Ib = 9000/230 = 40 amps (rounded off)
In = 45 amp RCD.

now this is where i sort of loose the plot

Iz = In/correctionn factors.
say for grouping (3 circuits) Cg = 0.7
say for thermal insulation Ci = 0.5 (thermal isulation the whole route) so

Iz =In/Cg x Ci = 45/.7 x .5 = 45/.35 = 128. and thats got to be wrong.

please help

peter.

 

[i=p/u]

means ur cable has to carry at least 128 amps, could be right, straight away i see your ci is fully surrounded so is doubling ALREADY

 

[ringer]

The problem your design is causing is trying to run 9kW (a lot of power) through thermal insulation.

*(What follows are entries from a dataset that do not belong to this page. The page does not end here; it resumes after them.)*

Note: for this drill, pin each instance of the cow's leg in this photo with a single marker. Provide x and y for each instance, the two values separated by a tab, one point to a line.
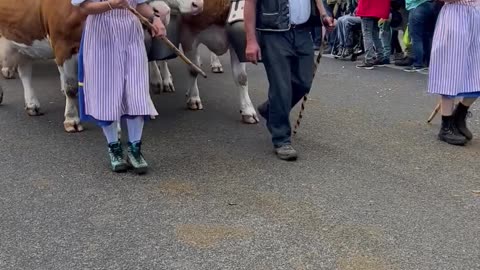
193	95
32	105
215	63
166	76
156	80
8	72
190	44
249	115
69	81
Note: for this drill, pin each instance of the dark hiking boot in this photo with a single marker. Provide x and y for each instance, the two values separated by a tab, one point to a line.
449	132
135	158
263	110
286	152
460	115
117	161
348	52
366	65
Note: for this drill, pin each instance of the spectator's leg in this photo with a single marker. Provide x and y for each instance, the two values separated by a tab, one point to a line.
317	37
341	35
377	42
429	31
351	24
367	31
386	38
417	22
397	49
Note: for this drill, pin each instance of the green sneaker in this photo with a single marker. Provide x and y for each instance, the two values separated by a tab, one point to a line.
135	157
117	162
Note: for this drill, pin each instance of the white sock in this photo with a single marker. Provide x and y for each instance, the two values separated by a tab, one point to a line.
135	128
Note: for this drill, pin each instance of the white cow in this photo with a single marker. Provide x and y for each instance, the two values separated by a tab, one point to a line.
208	28
58	37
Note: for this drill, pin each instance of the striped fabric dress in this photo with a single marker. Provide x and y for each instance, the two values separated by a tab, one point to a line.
115	68
455	58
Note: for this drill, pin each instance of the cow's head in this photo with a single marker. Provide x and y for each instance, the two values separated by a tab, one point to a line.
190	7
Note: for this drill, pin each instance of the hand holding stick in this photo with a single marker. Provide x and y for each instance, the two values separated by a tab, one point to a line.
146	22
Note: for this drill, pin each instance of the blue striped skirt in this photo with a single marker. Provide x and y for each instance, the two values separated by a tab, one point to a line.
455	58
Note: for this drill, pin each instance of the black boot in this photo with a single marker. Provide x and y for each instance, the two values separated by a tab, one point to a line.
460	115
449	133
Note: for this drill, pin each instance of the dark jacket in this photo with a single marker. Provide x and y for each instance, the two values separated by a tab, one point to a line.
274	15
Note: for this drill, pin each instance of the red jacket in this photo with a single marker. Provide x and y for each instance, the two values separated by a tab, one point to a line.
374	8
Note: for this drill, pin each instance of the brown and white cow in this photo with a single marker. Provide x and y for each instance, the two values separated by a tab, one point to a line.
51	29
208	28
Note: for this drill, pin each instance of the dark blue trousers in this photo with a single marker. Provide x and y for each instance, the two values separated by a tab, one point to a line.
288	58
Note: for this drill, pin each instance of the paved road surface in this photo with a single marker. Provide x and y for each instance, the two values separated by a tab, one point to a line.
373	188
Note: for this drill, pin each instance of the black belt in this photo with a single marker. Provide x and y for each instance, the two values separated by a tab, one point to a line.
299	26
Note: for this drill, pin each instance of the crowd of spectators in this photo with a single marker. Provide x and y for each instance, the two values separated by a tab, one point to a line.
398	32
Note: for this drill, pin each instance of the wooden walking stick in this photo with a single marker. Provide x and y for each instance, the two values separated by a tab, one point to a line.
146	22
302	109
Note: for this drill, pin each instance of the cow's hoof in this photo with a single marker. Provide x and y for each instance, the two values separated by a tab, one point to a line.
218	69
250	119
156	88
194	104
34	111
72	126
8	73
168	87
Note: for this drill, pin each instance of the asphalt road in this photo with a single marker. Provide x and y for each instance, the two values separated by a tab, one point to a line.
373	188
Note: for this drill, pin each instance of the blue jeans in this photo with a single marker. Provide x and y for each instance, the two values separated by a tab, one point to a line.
386	37
317	36
288	60
345	25
371	40
421	26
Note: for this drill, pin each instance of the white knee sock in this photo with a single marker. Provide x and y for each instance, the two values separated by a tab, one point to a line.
135	128
111	132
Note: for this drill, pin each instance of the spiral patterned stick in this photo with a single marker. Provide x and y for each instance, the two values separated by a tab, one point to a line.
305	98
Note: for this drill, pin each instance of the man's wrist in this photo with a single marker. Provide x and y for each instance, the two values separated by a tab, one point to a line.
151	18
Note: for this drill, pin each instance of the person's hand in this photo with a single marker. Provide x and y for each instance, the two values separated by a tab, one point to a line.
329	23
252	51
158	28
118	3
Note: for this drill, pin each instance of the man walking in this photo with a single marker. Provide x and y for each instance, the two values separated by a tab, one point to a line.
286	49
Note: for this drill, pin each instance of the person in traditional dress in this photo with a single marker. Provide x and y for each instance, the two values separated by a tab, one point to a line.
455	66
114	64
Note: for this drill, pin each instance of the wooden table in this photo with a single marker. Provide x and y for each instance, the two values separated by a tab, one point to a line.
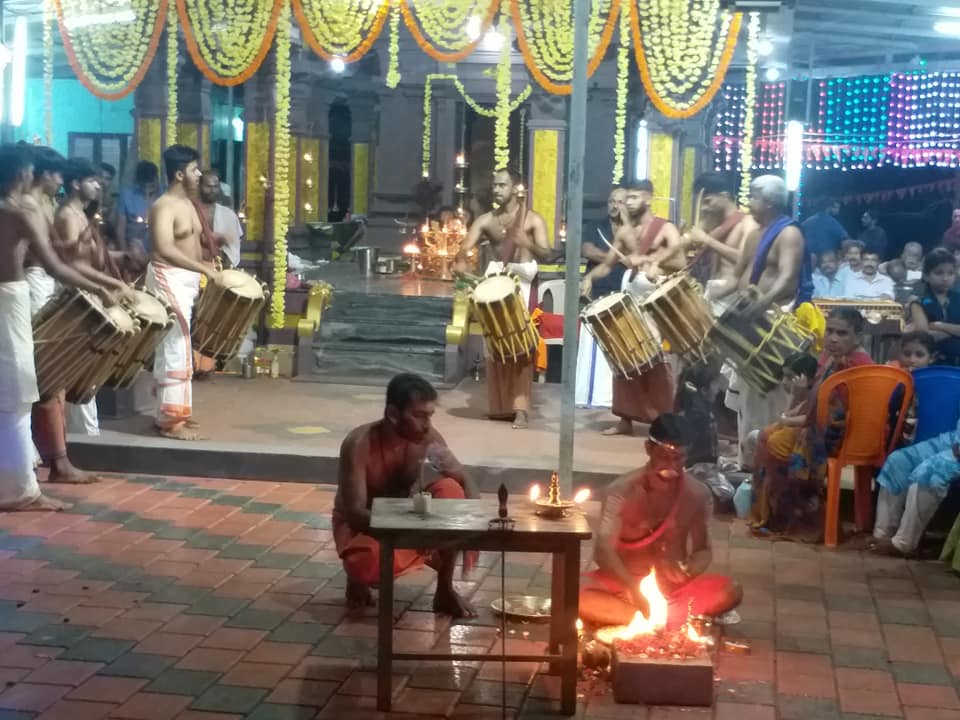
465	524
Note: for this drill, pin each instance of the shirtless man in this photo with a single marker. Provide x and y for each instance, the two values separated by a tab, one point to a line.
656	518
24	230
78	243
518	241
174	272
646	244
384	459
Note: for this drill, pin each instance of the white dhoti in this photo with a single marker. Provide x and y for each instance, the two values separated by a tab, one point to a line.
173	362
18	392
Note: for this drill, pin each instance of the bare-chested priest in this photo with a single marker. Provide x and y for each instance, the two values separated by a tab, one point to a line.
384	459
23	229
518	241
656	518
649	246
174	272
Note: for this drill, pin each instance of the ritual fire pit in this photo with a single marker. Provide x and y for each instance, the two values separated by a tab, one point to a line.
654	665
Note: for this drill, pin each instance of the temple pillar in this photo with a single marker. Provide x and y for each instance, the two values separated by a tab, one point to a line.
546	131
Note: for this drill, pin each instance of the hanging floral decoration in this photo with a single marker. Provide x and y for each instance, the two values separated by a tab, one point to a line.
683	51
448	31
110	59
173	51
341	28
545	37
393	69
749	102
48	19
281	168
229	39
623	90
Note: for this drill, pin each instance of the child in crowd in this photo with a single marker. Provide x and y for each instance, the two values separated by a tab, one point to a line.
938	309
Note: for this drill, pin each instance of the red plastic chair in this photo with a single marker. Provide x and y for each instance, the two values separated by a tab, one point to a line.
866	439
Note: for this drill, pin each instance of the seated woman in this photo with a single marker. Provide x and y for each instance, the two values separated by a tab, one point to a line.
792	461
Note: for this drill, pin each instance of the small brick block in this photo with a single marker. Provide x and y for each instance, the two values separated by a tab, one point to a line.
661	681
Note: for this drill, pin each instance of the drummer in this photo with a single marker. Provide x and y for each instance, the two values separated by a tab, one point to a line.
776	263
518	240
24	229
647	245
78	243
176	265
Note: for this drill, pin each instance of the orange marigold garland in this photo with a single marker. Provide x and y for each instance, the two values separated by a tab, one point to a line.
440	28
346	29
229	39
111	59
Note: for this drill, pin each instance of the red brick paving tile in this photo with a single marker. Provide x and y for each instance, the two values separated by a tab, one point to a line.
936	696
152	706
163	643
104	688
283	653
210	659
314	693
125	629
194	624
32	698
77	710
911	643
869	702
858	679
234	639
734	711
251	674
64	672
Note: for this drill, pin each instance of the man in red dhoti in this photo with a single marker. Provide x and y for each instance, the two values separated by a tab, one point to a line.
656	518
384	459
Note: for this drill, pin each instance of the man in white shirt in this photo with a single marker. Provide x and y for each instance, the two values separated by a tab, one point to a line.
223	220
827	281
869	284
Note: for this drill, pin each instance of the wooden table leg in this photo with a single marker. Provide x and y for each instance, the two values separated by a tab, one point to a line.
385	629
570	611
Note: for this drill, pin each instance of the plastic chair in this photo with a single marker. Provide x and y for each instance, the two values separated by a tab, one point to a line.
866	441
938	400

Regulation 523.7 "A cable should preferably not be installed in a location where it is liable to be covered by thermal insulation...."

It looks like your calculations are right, and this is why the above regulation exists - if we ran all cables through thermal insulation for their entire length, we would be using an awful lot of copper!

 

[i=p/u]

1 the design current Ib must be found first
2 the overcurrent device rating In is then selected so that In is greater than or equal to Ib

In > Ib

then the tabulated current carrying capacity of the selected cable cable It is given by

It > In/ca,cg,ci,cc

 

[electropete]

thanks guys for the speedy replies

 

[Sparky Ninja]

Your calculations are on the right track. Many a time Ci will create huge change in the cable size.

What is the load? Is it a fixed load?

If you can determine that the load is not subject to possible overloading then you can stick with Ib instead of In.